Dr. M. S. Tiona : « La santé pour tous » a pour ambition d’abolir toute stigmatisation ou discrimination, consciente ou inconsciente, en termes d’accès aux soins. C’est un projet noble qui devrait, à mon sens, susciter l’intérêt et le dévouement de toutes les strates de la société, car en effet, la santé est et demeure un droit fondamental pour l’être humain. Il s’agit de tout mettre en œuvre afin de faciliter l’accès pour tous à des soins de qualité de façon équitable, sans que soient mises en question des insuffisances d’ordre financier. Mon esprit idéaliste me pousse à rêver d’un monde où sont abolies les différences de niveau de santé entre les plus pauvres et les plus riches, entre les zones rurales et urbaines ; mais surtout que la performance de soin ne soit plus liée à la situation géographique.
Nous devons encourager les compétences de la diaspora à rentrer et à devenir acteurs du système de santé mais surtout encourager les professionnels de santé déjà sur place à y rester.
A.PL. : Quels sont, selon vous, les leviers à mettre en place au sein des pays d’Afrique subsaharienne et plus largement sur le continent pour développer une meilleure politique de santé au service de tous ? Dr.

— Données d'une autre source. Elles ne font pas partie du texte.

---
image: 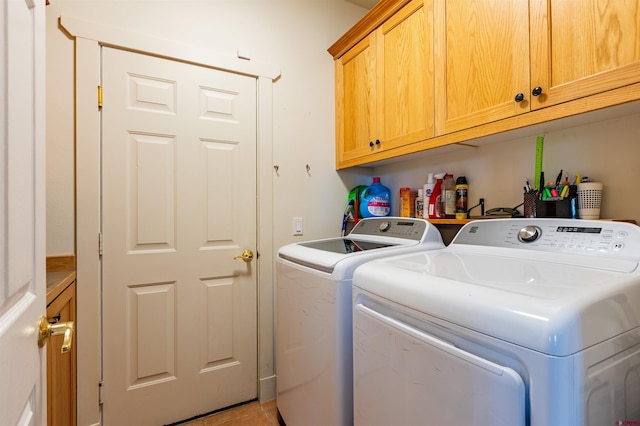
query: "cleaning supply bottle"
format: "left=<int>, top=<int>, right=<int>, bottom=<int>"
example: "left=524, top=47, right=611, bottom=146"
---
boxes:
left=416, top=188, right=424, bottom=219
left=429, top=173, right=445, bottom=219
left=360, top=176, right=391, bottom=217
left=456, top=176, right=469, bottom=219
left=442, top=173, right=456, bottom=219
left=422, top=173, right=436, bottom=213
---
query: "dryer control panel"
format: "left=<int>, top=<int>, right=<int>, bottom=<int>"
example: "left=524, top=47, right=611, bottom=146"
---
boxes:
left=451, top=219, right=640, bottom=260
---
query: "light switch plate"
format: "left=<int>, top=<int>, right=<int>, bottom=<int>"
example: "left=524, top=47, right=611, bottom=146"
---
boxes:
left=293, top=217, right=302, bottom=235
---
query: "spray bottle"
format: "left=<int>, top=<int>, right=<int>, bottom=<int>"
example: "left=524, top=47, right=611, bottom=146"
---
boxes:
left=429, top=173, right=445, bottom=219
left=422, top=173, right=436, bottom=215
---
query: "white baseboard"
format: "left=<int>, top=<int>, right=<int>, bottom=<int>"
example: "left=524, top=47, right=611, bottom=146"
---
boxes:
left=258, top=375, right=277, bottom=403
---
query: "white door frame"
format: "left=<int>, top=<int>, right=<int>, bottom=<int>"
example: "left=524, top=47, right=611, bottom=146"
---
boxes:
left=60, top=16, right=280, bottom=425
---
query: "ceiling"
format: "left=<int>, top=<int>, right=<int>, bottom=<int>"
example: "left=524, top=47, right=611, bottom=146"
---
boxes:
left=346, top=0, right=379, bottom=9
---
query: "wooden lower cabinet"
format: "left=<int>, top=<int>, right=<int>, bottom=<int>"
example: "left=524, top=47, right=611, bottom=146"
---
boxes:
left=47, top=281, right=76, bottom=426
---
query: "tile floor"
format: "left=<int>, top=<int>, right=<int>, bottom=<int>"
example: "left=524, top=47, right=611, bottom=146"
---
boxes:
left=180, top=399, right=279, bottom=426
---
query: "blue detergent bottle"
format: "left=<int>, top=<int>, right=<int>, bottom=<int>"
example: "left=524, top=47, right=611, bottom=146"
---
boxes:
left=360, top=176, right=391, bottom=217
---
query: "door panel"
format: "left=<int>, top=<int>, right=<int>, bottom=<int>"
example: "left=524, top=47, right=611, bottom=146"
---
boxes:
left=0, top=0, right=47, bottom=425
left=102, top=48, right=257, bottom=424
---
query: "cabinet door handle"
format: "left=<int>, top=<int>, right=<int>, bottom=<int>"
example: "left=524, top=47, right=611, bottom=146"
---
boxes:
left=38, top=316, right=73, bottom=353
left=233, top=250, right=253, bottom=263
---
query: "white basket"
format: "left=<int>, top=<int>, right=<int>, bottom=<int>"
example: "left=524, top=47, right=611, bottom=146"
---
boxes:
left=578, top=182, right=602, bottom=219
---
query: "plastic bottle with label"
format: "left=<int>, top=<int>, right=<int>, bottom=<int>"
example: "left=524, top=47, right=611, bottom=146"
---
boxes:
left=456, top=176, right=469, bottom=219
left=360, top=176, right=391, bottom=217
left=422, top=173, right=436, bottom=213
left=442, top=173, right=456, bottom=219
left=429, top=173, right=445, bottom=219
left=416, top=188, right=424, bottom=219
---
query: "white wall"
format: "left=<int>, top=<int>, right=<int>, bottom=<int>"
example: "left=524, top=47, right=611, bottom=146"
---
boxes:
left=373, top=105, right=640, bottom=223
left=47, top=0, right=368, bottom=255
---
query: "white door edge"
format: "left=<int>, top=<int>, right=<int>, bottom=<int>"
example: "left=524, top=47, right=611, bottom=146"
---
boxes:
left=60, top=15, right=280, bottom=80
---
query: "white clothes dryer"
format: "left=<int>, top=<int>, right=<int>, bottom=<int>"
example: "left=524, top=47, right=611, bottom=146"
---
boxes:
left=353, top=219, right=640, bottom=426
left=276, top=217, right=444, bottom=426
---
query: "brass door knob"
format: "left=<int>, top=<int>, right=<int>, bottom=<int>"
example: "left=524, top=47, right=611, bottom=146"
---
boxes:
left=233, top=250, right=253, bottom=263
left=38, top=316, right=73, bottom=353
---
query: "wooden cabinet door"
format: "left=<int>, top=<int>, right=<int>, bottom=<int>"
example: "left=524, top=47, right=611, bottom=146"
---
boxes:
left=335, top=34, right=381, bottom=168
left=47, top=281, right=76, bottom=426
left=530, top=0, right=640, bottom=109
left=434, top=0, right=530, bottom=135
left=376, top=0, right=435, bottom=149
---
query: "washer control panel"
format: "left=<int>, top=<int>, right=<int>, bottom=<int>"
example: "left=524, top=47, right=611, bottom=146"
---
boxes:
left=451, top=219, right=640, bottom=259
left=349, top=217, right=430, bottom=241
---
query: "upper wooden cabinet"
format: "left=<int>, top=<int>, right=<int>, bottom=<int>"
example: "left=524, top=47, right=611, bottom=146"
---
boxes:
left=435, top=0, right=529, bottom=135
left=335, top=0, right=434, bottom=167
left=435, top=0, right=640, bottom=135
left=529, top=0, right=640, bottom=109
left=329, top=0, right=640, bottom=169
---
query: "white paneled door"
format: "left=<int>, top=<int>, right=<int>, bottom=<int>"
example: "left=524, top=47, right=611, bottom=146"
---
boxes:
left=0, top=0, right=47, bottom=425
left=96, top=47, right=257, bottom=425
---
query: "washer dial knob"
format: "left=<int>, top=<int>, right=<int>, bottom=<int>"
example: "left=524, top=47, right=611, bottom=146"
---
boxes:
left=518, top=225, right=540, bottom=243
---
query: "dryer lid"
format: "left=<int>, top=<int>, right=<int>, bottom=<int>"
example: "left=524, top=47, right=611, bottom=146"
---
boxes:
left=353, top=248, right=640, bottom=356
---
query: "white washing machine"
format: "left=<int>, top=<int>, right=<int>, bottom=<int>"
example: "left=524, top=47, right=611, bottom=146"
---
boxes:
left=276, top=217, right=444, bottom=426
left=353, top=219, right=640, bottom=426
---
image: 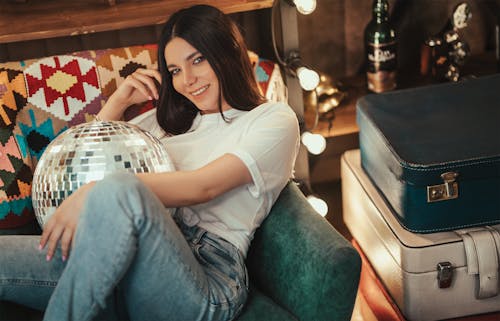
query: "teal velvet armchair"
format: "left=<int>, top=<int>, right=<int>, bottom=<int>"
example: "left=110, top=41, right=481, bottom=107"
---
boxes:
left=0, top=182, right=361, bottom=321
left=238, top=182, right=361, bottom=321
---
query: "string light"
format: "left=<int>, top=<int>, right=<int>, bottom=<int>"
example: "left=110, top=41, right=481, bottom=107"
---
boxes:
left=296, top=66, right=319, bottom=91
left=293, top=0, right=316, bottom=15
left=307, top=194, right=328, bottom=217
left=301, top=131, right=326, bottom=155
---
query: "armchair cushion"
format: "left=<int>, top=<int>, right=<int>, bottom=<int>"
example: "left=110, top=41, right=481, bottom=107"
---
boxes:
left=241, top=182, right=361, bottom=321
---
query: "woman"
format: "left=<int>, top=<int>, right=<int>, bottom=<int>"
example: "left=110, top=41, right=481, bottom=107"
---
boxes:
left=0, top=5, right=299, bottom=321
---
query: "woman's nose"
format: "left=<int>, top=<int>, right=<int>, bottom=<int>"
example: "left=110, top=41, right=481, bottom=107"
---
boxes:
left=184, top=70, right=196, bottom=86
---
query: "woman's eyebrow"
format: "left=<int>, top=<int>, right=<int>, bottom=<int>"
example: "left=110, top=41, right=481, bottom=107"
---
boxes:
left=167, top=51, right=200, bottom=68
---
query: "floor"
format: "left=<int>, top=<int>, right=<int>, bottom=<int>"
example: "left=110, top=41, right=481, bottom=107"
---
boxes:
left=311, top=180, right=500, bottom=321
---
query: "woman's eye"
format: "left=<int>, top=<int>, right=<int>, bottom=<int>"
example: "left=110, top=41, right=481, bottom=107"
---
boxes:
left=193, top=56, right=205, bottom=65
left=169, top=68, right=180, bottom=76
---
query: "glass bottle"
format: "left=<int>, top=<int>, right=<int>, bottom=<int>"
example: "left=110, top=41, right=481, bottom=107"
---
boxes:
left=364, top=0, right=397, bottom=93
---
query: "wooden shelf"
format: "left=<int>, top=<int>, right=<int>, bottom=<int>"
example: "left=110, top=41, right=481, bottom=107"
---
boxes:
left=0, top=0, right=273, bottom=44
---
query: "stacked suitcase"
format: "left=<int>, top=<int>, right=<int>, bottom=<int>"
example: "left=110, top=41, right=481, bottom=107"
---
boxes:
left=341, top=75, right=500, bottom=320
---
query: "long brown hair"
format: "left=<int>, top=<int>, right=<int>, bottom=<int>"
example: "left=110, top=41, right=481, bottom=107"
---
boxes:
left=156, top=5, right=265, bottom=135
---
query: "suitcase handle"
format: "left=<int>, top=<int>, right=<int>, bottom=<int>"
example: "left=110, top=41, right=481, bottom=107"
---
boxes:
left=457, top=226, right=500, bottom=299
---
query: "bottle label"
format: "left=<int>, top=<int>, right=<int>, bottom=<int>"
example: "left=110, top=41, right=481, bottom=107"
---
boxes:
left=367, top=41, right=397, bottom=93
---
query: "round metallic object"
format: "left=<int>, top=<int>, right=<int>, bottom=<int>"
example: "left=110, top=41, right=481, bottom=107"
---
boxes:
left=32, top=121, right=174, bottom=227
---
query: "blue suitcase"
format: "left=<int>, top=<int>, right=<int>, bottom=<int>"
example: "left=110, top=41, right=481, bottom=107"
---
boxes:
left=357, top=74, right=500, bottom=233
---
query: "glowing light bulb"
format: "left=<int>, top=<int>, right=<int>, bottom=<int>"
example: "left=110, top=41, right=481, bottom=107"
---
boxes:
left=307, top=195, right=328, bottom=217
left=293, top=0, right=316, bottom=14
left=297, top=67, right=319, bottom=90
left=301, top=132, right=326, bottom=155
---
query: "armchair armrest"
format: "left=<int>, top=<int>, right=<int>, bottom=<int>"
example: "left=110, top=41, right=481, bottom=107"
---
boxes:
left=247, top=183, right=361, bottom=321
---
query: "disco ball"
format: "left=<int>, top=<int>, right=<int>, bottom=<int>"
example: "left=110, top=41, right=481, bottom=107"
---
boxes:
left=31, top=121, right=174, bottom=228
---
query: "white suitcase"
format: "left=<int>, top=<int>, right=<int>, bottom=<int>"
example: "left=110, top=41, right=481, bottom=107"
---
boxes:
left=341, top=150, right=500, bottom=321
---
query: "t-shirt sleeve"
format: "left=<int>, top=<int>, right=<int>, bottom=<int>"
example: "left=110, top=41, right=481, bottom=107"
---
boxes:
left=231, top=103, right=300, bottom=199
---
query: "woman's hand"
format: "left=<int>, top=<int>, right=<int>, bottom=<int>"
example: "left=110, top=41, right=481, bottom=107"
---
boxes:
left=99, top=68, right=161, bottom=120
left=39, top=182, right=95, bottom=261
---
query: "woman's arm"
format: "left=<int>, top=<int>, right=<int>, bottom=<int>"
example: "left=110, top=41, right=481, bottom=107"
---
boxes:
left=138, top=154, right=252, bottom=207
left=97, top=68, right=161, bottom=120
left=40, top=154, right=252, bottom=260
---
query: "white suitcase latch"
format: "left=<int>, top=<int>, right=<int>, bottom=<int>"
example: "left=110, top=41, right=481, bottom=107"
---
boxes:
left=436, top=262, right=453, bottom=289
left=456, top=226, right=500, bottom=299
left=427, top=172, right=458, bottom=203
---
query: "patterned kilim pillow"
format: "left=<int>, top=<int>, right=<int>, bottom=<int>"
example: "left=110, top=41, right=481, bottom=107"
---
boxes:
left=0, top=45, right=286, bottom=230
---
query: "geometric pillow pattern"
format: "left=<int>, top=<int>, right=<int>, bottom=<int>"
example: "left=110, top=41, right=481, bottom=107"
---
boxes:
left=0, top=44, right=286, bottom=229
left=0, top=45, right=157, bottom=229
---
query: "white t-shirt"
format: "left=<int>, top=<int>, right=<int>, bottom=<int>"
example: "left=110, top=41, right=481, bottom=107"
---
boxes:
left=131, top=102, right=300, bottom=255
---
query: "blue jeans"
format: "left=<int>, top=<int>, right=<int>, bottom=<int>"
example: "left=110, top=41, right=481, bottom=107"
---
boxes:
left=0, top=174, right=248, bottom=321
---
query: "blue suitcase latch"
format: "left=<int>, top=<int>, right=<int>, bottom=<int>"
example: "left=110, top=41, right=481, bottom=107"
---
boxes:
left=427, top=172, right=458, bottom=203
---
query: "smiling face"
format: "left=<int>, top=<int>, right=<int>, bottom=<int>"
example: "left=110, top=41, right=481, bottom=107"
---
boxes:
left=165, top=37, right=231, bottom=114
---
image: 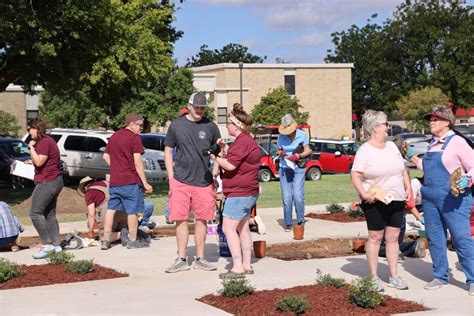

M. S. Tiona : À cette question, je répondrai avec réserve, dans la mesure où je n’ai pas encore été directement confrontée au système de soin dans nos pays d’Afrique subsaharienne. Mon opinion s’est forgée au travers d’expériences des collègues et amis exerçant au pays, de divers faits d’actualité, mais aussi et surtout de la politique mise en place par l’OMS en ce qui concerne le développement sanitaire de l’Afrique (AFR/RC50/8 Rév.1 ; 21 août 2000). Je pense que toute émergence passe par un réel changement de paradigme des décideurs, des prestataires et des communautés sur les rôles qu’ils ont à jouer respectivement. Il s’agirait aussi de réduire la dépendance du système de santé vis-à-vis de l’extérieur, notamment sur le plan financier et de gestion. Notre système de santé doit être capable de s’adapter aux besoins et à la diversité des contextes culturels et sociologiques. Nous devons encourager les compétences de la diaspora à rentrer et à devenir des acteurs de ce système mais surtout encourager les professionnels de santé déjà sur place à y rester. Pour cela, il faudrait améliorer et diversifier le plateau technique et les conditions de travail en général. Il est impératif de garder à l’esprit que la médecine a un coût et cela nécessite l’implication des acteurs du secteur de l’assurance. Promulguer divers partenariats et conventions afin de réduire l’impact des obstacles financiers. Cela passe aussi par l’éducation des communautés sur les thématiques de « médecine traditionnelle » et « médecine moderne », qui ne s’opposent pas nécessairement mais qui sont toutes deux à leur service.

A.PL. : Quels conseils pourriez-vous prodiguer à nos lecteurs pour se maintenir en bonne santé au quotidien ?
Dr. M. S. Tiona : Je dirai tout simplement que générer du « mieux-vivre » sur le long terme ne nécessite pas des privations drastiques, il s’agit tout simplement d’adopter les bons réflexes. Le leitmotiv sera : « Tout excès est nuisible ». Manger sain, varié et équilibré. Pratiquer une activité physique régulière : par exemple, préférer marcher sur une courte distance plutôt que de se déplacer en voiture, en prime c’est écologique et dans l’air du temps. S’assurer un sommeil de qualité et éviter le stress. Pour résumer, il faut être à l’écoute de son corps. N’oublions pas d’être heureux car la santé est aussi psychologique.
A.PL. : Votre mot de la fin ?
Dr. M. S. Tiona : Je souhaite que la santé soit une priorité individuelle et collective afin que nous œuvrions tous, chacun à son niveau, à construire un continent africain « fort » et apte à prendre soin de ses communautés et surtout des plus vulnérables.